Dalam mencapai keadilan, berbagai tahapan beracara mesti dilaksanakan. Mulai membuat gugatan, menghadiri persidangan, mengajukan alat bukti, sampai mengajukan permohonan eksekusi. Yang paling krusial tentu saja tahap pembuktian. Masing-masing pihak berusaha meyakinkan hakim bahwa dirinyalah yang benar dan harus dimenangkan.
Hukum acara telah mengatur perihal berbagai alat bukti, batas minimal serta kekuatan pembuktiannya. Pasal 164 HIR, 284 R.Bg dan 1866 KUHPerdata menyebutkan rincian alat bukti dalam hukum acara perdata yaitu bukti tulisan, bukti saksi, persangkaan, pengakuan, dan sumpah.[3]

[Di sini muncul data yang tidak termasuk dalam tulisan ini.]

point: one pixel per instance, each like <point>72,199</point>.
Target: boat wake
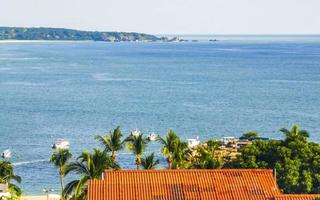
<point>29,162</point>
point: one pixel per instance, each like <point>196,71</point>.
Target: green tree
<point>60,158</point>
<point>137,145</point>
<point>89,166</point>
<point>170,147</point>
<point>149,162</point>
<point>112,142</point>
<point>7,176</point>
<point>296,160</point>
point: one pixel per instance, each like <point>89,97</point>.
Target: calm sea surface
<point>76,90</point>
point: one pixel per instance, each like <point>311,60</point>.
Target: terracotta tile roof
<point>184,184</point>
<point>297,197</point>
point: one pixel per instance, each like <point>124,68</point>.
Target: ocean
<point>76,90</point>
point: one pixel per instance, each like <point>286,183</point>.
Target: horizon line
<point>174,34</point>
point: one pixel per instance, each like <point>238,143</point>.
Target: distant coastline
<point>61,34</point>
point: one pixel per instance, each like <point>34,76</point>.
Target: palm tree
<point>179,155</point>
<point>60,158</point>
<point>7,176</point>
<point>137,145</point>
<point>89,166</point>
<point>295,133</point>
<point>112,142</point>
<point>148,162</point>
<point>170,144</point>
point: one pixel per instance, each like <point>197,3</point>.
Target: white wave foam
<point>21,83</point>
<point>105,77</point>
<point>29,162</point>
<point>293,81</point>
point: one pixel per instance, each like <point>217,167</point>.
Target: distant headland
<point>20,33</point>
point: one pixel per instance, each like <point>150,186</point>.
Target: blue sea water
<point>76,90</point>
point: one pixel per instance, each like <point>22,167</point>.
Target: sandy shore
<point>38,198</point>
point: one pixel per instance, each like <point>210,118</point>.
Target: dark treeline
<point>295,160</point>
<point>17,33</point>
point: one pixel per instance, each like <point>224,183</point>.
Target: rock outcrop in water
<point>18,33</point>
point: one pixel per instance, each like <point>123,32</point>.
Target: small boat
<point>193,142</point>
<point>6,154</point>
<point>135,133</point>
<point>152,137</point>
<point>61,144</point>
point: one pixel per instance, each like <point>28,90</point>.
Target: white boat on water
<point>135,133</point>
<point>152,137</point>
<point>6,154</point>
<point>193,142</point>
<point>61,144</point>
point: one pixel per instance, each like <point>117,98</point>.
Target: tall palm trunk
<point>61,183</point>
<point>138,162</point>
<point>169,162</point>
<point>113,156</point>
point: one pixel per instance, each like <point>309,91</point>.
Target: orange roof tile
<point>184,184</point>
<point>297,197</point>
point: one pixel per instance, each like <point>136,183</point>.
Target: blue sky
<point>168,16</point>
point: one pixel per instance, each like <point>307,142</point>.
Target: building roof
<point>185,184</point>
<point>297,197</point>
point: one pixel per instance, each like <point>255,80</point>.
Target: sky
<point>167,16</point>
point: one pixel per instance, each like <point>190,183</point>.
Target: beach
<point>76,90</point>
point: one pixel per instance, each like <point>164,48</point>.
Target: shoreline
<point>40,197</point>
<point>42,41</point>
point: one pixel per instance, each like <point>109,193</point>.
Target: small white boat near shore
<point>61,144</point>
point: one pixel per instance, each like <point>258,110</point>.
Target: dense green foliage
<point>89,165</point>
<point>14,33</point>
<point>296,161</point>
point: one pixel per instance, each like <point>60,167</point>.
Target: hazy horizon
<point>209,17</point>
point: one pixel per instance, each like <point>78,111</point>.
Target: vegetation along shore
<point>295,160</point>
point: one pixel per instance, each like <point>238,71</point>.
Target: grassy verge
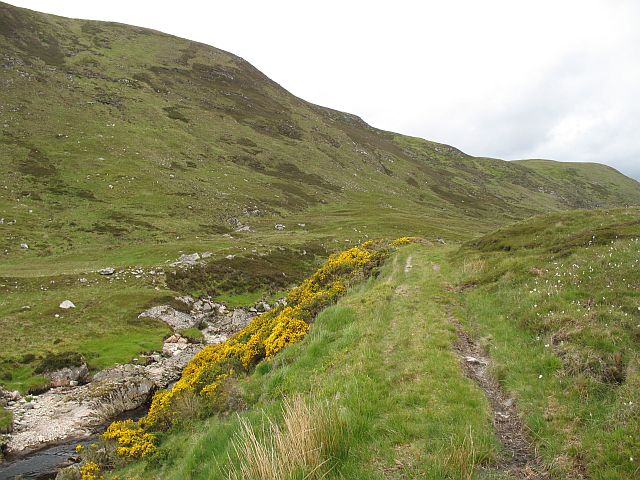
<point>382,358</point>
<point>556,303</point>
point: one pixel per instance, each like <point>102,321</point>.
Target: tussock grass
<point>302,445</point>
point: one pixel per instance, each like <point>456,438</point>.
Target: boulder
<point>189,259</point>
<point>175,319</point>
<point>66,304</point>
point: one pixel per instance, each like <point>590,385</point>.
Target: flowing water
<point>45,463</point>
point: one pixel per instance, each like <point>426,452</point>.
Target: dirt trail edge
<point>519,459</point>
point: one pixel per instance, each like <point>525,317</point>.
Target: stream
<point>45,463</point>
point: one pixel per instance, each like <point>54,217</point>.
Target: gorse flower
<point>90,471</point>
<point>131,438</point>
<point>266,335</point>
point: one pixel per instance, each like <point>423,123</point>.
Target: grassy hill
<point>114,136</point>
<point>125,147</point>
<point>550,303</point>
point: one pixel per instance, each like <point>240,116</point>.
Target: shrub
<point>90,471</point>
<point>131,439</point>
<point>263,337</point>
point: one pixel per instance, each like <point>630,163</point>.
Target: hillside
<point>128,148</point>
<point>115,135</point>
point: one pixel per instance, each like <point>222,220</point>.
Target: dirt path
<point>520,459</point>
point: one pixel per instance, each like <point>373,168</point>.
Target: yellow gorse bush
<point>264,336</point>
<point>132,440</point>
<point>90,471</point>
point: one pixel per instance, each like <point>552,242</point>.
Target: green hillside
<point>555,315</point>
<point>125,147</point>
<point>114,136</point>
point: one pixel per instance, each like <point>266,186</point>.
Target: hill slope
<point>551,324</point>
<point>113,135</point>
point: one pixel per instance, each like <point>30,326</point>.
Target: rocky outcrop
<point>69,411</point>
<point>76,412</point>
<point>174,318</point>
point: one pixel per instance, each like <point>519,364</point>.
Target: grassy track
<point>383,358</point>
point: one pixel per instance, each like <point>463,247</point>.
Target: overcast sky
<point>507,79</point>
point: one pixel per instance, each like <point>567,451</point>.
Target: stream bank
<point>48,426</point>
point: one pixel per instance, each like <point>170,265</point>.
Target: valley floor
<point>397,366</point>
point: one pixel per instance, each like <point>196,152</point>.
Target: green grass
<point>6,421</point>
<point>357,355</point>
<point>568,303</point>
<point>103,327</point>
<point>127,147</point>
<point>192,334</point>
<point>383,358</point>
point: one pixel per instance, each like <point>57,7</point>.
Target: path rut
<point>520,459</point>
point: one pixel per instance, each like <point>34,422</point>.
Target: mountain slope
<point>116,135</point>
<point>550,305</point>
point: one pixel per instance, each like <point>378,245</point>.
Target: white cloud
<point>499,78</point>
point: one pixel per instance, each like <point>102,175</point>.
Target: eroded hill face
<point>113,134</point>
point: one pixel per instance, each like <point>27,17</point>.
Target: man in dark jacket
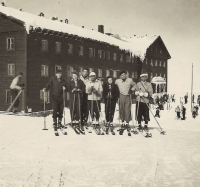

Disamping lima alat bukti tersebut terdapat pula dua lembaga lainnya. Pemeriksaan Setempat (descente/ plaatselijke opneming en onderzoek, site visit investigation) dan Keterangan Ahli (expertise).[4] Walaupun berdasarkan Pasal 164 HIR, 284 R.Bg. atau Pasal 1866 KUHPerdata, dua lembaga tersebut tidak termasuk alat bukti, namun berdasarkan berbagai argumen yang akan dikemukakan kemudian, ternyata keduanya memiliki berbagai aspek yang signifikan. Dalam makalah ini dikhususkan pada lembaga Pemeriksaan Setempat.
Berdasarkan latar belakang permasalahan tersebut, akan coba dirumuskan berbagai hal menarik seputar Pemeriksaan Setempat. Pertama, bagaimanakah kedudukan Pemeriksaan Setempat dalam sistem hukum pembuktian di Indonesia? Kedua, apakah argumentasi hukum tentang kedudukan Pemeriksaan Setempat dalam sistem hukum pembuktian di Indonesia? Ketiga, apa peran penting Pemeriksaan Setempat dalam mencapai peradilan yang menyelesaikan sengketa?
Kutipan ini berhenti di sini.